Today SanTranslate was one of the translation companies attending the EMITA International Communications Masterclass in Nottingham, and very interesting it was too.

We talked to lots of people already, or about to become, responsible for furthering their companies’ international trade about what their concerns are when working with translation companies.  Despite coming from a wide variety of sectors including manufacturing, food and software development, they all had one thing in common – a need for accuracy in their technical translation and legal translation such as contracts.  Many were also investigating the issues around web site translation.

We also managed to attend some useful presentations, including one from Rob Williams, of the University of Westminster and International House, who led an interactive presentation where we got do discuss a number of case studies, identifying the unhelpful culturally-based assumptions that people had made, unwittingly leading to problems.

In most cases, both side could not understand what they had done wrong, insisting that they had, rather, been helpful and had been hard done by by the other.
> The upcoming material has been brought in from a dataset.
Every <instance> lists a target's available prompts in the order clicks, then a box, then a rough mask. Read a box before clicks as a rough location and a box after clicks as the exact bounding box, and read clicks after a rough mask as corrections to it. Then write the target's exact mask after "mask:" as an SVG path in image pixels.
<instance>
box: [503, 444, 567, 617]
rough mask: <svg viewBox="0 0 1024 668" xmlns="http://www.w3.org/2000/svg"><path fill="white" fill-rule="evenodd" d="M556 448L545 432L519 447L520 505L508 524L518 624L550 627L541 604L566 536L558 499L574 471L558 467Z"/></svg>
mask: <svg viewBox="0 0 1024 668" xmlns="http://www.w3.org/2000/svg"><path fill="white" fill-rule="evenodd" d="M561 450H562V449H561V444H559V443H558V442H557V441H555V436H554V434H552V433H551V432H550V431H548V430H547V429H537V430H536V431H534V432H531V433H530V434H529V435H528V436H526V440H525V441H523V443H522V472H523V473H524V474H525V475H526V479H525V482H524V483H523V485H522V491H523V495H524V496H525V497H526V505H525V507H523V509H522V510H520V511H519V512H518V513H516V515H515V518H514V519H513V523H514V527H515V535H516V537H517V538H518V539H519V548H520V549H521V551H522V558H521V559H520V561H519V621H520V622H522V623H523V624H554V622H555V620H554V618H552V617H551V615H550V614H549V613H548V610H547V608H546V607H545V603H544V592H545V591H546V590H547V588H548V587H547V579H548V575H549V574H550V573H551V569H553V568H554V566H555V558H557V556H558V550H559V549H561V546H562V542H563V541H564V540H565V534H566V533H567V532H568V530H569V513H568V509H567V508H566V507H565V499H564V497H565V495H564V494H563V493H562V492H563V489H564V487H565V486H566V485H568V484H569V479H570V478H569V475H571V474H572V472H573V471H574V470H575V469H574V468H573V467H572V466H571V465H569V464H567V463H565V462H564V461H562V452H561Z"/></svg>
Rob explained that these unhelpful assumptions can be broken down into three groups: cultural assumptions, language assumptions, and assumptions about using English.  For example, different cultures have different styles of discourse – some will talk at length giving many examples and explanations which might seem irrelevant to others who are more direct and might, in turn, be perceived as abrupt and rude.

He explained some of the reasons why misunderstandings can occur and how you can avoid them.

Language can be ambiguous and people work out meanings from context, their past experience and their assumptions about how things normally work.  They fix these ideas quickly but they are not necessarily appropriate to different cultures.  One culture’s attitude to “small talk” might be that it is essential for creating rapport; to another it can seem insincere and hypocritical.

In the UK, it seems, we should be aware of habits that unhelpful to non-native English speakers:

  • We talk too fast for them to understand but should slow our speech without sounding patronising;
  • We use confusing and non-commital language – what is a non-English speaker supposed to make of an expression such as “That sounds like a plan”?
  • We tend to ask negative questions which take a bit more thinking about than phrasing the question in positive terms;
  • We bandy about acronym and expressions based on our own culture that do not relate to others;
  • We assume that because someone speaks good English that they are just as adept at understanding us so instead we should check understanding regularly as we converse.

There was some discussion about whether using an interpreter can help to avoid problems and misunderstandings.  Some audience members suggested that doing so gets in the way of developing one-to-one relationships which is an interesting point.  Everyone agreed that the ability of the interpreter would be crucial as a poor interpreter could cause more problems than they solve.  We weren’t surprised that quality was an issue for this audience for interpretation as well as translation; the more serious a business is about its international trade, the more the quality of language service provision counts.